Ce chapitre 41 du Dao De Jing fait référence à l’origine qui est mystère (le Dao), aux trois plans « pré-cosmiques » que l’on trouve dans nombre de cosmogénèses anciennes, dont celle grecque d’Hésiode, qui, lorsqu’elles ont « bouclé » ce premier cycle ternaire, donnent naissance à la « manifestation », le monde que nous connaissons, dans lequel elles continuent à être actives, car l’origine n’est pas un moment historique mais une matrice.
A. : Mais en quoi tout ceci peut nous être utile, en dehors d’une ouverture culturelle sur d’autres visions des choses ?
J.P.L. : Détrompez-vous, tout ceci peut être profondément concret si l’on va un peu plus loin.
Nous avons vu l’analogie entre l’expression de l’univers à partir d’un plan indicible non manifesté, non mesurable matériellement, et notre vie quotidienne où tout ce que nous faisons part de l’indicible (nos pensées) avant de s’exprimer concrètement.
De même, la source dont parle Lao Zi, le Dao est-elle atemporelle, comme notre pensée qui fut à l’origine de l’action, et qui continue à l’irriguer, à l’orienter si nous restons concentrés et ne partons pas dans le « zapping » et la dispersion.

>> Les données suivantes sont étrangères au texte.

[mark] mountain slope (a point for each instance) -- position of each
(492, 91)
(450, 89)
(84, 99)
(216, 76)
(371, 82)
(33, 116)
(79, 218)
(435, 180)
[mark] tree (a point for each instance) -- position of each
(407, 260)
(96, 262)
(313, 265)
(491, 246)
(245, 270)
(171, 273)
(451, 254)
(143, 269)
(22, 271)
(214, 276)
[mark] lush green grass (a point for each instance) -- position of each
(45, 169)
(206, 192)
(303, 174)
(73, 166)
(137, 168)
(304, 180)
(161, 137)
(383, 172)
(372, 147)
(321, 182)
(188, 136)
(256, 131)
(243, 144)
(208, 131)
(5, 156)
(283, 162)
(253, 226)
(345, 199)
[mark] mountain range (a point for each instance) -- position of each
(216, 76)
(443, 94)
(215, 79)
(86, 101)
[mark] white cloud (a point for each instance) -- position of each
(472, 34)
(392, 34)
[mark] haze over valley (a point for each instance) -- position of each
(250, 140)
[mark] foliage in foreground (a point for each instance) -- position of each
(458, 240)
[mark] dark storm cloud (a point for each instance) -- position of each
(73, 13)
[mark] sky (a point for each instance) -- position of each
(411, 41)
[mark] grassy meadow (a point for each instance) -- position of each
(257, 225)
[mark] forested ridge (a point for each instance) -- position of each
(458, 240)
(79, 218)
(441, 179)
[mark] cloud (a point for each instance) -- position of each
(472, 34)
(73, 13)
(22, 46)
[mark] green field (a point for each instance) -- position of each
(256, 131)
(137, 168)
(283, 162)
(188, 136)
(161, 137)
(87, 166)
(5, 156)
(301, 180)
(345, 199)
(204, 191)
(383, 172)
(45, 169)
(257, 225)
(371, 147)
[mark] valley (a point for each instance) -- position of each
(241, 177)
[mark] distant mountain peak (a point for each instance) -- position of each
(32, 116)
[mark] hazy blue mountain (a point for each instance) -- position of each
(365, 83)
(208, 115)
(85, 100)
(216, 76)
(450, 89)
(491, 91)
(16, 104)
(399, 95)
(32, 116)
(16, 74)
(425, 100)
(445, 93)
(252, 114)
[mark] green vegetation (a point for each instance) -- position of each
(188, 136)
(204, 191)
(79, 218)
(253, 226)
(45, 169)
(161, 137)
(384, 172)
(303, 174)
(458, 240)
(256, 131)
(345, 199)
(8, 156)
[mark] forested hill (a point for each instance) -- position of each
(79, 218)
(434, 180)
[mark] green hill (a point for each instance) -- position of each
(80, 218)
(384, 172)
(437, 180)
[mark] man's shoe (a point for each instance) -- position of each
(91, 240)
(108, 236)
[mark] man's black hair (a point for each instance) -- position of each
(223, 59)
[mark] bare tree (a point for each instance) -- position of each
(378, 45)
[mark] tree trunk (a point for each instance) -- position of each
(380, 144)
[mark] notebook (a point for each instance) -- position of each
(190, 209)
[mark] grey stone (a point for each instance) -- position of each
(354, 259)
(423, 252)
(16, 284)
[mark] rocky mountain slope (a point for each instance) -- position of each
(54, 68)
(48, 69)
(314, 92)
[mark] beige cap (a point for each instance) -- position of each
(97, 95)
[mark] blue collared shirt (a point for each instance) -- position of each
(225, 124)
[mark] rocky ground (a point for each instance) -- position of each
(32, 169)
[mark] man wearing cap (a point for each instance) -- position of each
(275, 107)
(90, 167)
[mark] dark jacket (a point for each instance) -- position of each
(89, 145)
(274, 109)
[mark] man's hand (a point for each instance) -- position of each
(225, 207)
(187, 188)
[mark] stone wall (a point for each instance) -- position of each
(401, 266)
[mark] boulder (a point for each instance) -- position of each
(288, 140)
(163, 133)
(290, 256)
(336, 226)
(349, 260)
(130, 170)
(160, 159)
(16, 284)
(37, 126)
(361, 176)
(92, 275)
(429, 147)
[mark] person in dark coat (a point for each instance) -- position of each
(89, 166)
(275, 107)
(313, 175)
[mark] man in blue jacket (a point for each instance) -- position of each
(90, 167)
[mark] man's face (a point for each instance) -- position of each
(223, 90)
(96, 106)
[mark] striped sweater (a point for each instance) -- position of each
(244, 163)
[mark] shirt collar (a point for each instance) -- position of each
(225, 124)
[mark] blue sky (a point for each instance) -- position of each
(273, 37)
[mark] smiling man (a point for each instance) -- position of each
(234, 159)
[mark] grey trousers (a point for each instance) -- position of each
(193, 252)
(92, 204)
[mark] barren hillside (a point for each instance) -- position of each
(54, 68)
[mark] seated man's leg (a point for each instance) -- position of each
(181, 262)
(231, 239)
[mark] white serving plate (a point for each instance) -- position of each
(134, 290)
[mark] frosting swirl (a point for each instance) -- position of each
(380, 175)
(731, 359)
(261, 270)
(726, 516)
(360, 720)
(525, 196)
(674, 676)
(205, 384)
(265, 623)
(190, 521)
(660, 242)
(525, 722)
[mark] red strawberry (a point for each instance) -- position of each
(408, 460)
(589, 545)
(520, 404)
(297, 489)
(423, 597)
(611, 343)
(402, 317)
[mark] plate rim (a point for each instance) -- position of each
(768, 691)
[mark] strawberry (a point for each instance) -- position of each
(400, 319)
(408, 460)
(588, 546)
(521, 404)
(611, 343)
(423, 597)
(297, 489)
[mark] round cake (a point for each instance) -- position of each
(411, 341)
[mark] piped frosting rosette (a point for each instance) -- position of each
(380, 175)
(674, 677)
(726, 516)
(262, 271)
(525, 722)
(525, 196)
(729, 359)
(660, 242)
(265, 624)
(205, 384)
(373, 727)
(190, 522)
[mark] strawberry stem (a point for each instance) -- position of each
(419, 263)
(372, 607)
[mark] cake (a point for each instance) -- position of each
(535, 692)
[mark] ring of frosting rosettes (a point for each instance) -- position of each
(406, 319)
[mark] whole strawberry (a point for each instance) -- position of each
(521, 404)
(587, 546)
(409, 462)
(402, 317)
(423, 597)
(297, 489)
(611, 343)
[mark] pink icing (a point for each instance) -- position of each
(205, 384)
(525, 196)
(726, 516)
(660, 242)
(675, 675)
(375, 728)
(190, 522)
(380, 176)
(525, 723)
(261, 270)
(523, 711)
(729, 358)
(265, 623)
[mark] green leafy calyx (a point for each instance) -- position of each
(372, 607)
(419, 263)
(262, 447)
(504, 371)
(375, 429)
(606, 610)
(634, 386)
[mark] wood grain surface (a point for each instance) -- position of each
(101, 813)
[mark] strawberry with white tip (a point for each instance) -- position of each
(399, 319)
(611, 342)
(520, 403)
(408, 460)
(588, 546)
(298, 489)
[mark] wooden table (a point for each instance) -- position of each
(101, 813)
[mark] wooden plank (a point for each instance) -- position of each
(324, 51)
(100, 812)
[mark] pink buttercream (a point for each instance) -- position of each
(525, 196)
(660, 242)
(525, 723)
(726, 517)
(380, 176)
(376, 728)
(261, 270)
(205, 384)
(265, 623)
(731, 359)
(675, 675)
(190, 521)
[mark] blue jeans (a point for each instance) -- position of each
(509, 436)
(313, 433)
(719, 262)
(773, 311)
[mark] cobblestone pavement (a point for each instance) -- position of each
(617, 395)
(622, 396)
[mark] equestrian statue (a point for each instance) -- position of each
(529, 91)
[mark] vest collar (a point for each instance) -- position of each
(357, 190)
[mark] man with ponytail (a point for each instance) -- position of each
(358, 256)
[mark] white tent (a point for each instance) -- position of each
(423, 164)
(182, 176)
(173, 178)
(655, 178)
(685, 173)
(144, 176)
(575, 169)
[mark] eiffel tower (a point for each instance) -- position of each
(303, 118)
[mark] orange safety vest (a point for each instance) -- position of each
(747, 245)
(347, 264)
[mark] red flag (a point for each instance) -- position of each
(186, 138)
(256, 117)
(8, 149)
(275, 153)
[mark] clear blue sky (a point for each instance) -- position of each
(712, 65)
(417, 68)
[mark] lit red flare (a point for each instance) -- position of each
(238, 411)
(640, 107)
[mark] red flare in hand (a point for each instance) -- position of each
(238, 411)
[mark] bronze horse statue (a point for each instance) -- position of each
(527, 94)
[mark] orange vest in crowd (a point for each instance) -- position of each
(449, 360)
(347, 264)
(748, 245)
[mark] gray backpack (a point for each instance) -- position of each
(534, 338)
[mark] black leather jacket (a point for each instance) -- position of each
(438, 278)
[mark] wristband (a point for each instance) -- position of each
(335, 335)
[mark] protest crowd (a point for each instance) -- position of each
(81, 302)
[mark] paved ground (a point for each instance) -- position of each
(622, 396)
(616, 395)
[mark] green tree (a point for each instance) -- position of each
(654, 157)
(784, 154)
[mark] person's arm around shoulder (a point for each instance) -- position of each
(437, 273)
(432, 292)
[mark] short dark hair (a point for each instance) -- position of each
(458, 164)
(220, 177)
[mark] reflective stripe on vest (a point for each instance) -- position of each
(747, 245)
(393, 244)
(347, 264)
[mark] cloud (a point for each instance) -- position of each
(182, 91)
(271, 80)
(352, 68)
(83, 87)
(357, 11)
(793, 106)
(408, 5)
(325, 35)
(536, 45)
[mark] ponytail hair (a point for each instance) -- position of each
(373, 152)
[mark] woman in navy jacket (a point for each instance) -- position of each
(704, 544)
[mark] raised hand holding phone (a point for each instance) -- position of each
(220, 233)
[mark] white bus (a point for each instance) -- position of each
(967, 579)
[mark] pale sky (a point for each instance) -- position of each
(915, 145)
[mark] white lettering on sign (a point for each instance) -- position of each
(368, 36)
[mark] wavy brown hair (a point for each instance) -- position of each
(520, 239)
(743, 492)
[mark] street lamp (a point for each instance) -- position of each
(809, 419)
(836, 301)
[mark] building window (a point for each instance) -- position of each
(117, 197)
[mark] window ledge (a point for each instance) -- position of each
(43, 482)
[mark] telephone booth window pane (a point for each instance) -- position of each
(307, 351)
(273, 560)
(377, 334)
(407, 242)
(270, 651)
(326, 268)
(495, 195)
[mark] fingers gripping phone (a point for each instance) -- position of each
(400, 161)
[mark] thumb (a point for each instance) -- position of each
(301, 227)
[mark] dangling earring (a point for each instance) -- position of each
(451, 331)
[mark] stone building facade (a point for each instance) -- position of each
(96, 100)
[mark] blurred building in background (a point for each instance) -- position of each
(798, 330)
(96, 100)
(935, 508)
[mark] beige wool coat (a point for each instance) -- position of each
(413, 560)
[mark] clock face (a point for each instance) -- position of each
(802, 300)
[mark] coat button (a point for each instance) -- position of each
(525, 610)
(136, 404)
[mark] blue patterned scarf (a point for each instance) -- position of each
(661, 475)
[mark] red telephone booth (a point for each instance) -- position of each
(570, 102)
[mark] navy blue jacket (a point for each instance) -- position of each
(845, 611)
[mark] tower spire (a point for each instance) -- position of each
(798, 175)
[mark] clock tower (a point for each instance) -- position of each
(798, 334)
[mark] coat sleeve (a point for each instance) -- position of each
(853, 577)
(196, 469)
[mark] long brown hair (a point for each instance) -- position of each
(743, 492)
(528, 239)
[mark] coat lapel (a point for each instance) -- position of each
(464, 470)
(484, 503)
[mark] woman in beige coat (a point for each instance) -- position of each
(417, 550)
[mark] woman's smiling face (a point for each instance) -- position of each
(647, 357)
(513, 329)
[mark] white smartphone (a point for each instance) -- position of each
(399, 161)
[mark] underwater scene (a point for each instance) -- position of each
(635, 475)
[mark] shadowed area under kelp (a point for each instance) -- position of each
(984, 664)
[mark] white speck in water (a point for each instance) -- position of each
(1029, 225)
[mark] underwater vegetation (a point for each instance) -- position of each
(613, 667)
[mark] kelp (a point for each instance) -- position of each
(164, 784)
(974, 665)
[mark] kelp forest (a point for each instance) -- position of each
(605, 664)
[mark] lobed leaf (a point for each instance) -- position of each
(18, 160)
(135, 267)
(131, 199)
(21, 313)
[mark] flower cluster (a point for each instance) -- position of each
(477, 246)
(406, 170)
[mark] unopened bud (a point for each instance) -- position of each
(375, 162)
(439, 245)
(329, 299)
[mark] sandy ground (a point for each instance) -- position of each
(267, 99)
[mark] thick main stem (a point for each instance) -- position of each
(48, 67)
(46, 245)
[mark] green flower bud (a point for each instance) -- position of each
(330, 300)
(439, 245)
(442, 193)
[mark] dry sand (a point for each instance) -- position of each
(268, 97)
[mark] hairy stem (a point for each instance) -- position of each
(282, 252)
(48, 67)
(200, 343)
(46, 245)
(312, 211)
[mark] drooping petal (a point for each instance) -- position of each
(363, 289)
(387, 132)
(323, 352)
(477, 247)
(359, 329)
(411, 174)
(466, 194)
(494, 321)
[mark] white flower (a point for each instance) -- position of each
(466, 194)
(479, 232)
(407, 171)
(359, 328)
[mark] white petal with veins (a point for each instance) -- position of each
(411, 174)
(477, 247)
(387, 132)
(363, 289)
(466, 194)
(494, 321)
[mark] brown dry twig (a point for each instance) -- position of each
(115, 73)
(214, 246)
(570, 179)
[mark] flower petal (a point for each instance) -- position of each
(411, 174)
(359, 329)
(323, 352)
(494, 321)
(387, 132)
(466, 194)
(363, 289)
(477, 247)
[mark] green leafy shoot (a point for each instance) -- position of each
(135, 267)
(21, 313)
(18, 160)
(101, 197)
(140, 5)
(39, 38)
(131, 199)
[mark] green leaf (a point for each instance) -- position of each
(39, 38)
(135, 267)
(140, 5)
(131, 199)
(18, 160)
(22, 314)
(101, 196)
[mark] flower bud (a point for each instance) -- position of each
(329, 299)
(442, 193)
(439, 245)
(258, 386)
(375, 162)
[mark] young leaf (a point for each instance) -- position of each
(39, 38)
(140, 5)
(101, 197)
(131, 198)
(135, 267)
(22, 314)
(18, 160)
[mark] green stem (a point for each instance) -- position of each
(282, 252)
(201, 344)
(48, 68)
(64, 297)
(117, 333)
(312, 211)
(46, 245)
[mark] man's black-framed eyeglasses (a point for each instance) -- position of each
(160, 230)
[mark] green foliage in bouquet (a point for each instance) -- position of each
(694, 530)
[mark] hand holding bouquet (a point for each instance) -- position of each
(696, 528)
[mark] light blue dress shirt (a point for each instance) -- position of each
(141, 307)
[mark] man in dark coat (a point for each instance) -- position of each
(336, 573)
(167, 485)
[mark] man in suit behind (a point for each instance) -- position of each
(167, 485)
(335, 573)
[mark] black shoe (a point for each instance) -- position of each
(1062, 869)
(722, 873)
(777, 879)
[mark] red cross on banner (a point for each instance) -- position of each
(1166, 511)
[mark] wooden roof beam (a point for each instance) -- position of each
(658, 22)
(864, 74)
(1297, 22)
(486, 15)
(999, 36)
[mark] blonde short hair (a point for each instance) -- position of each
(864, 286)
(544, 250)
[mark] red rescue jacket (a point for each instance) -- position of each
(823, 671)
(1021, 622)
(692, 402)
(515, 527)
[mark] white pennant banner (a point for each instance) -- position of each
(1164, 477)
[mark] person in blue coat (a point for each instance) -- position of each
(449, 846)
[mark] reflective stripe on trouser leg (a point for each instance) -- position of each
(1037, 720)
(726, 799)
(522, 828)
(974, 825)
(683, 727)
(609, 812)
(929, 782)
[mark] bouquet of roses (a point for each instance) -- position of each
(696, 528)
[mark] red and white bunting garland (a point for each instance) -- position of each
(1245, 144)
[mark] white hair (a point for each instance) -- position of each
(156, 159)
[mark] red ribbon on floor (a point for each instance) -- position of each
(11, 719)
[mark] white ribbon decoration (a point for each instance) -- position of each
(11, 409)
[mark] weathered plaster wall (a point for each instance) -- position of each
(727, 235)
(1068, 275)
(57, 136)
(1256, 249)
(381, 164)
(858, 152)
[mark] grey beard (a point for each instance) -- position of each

À chaque moment, nous pouvons réensemencer, enrichir notre action en nous replongeant dans la pensée ou la vision qui nous a inspirée au départ.
Historiquement, si nous voulons redonner vie à un mouvement, une idée, un rêve, il nous faut nous replonger dans cet état, revenir « in illo tempore » comme le disait l’anthropologue des religions Mircea Eliade (4). Et dans ce plan, tout est éternellement en potentialité, donc vivant.
A : Comment revenir à cette dimension originelle ?
J.P.L. : À chacun de nos anniversaires, nous avons l’opportunité de relancer une « nouvelle » vie pour un nouveau cycle annuel. C’est la régénération intérieure que permet de vivre l’anniversaire si on ne le limite pas à une dimension de commémoration et de décompte quantitatif. Il s’agit d’un nouveau départ, d’une nouvelle naissance !
Pour relancer un pays qui se désagrège, tombe dans la dysharmonie et ne sait plus ce qui l’unit, il est important de retrouver cette origine qui dans toutes les visions anciennes, et chez Lao Zi également est une dimension d’UNITE, le Dao, qui englobe tout et ne laisse rien hors de lui, car il est la source de tout. Cette origine ne peut être une fracture, une opposition, une ségrégation, un éclatement. Sinon, pour plagier Lao Zi, « ce n’est pas le véritable Dao ».
Ceci n’est qu’un aspect du Dao De Jing de Lao Zi, dont nous pourrions faire d’autres développements, mais un aspect qui me semble déterminant dans notre actualité.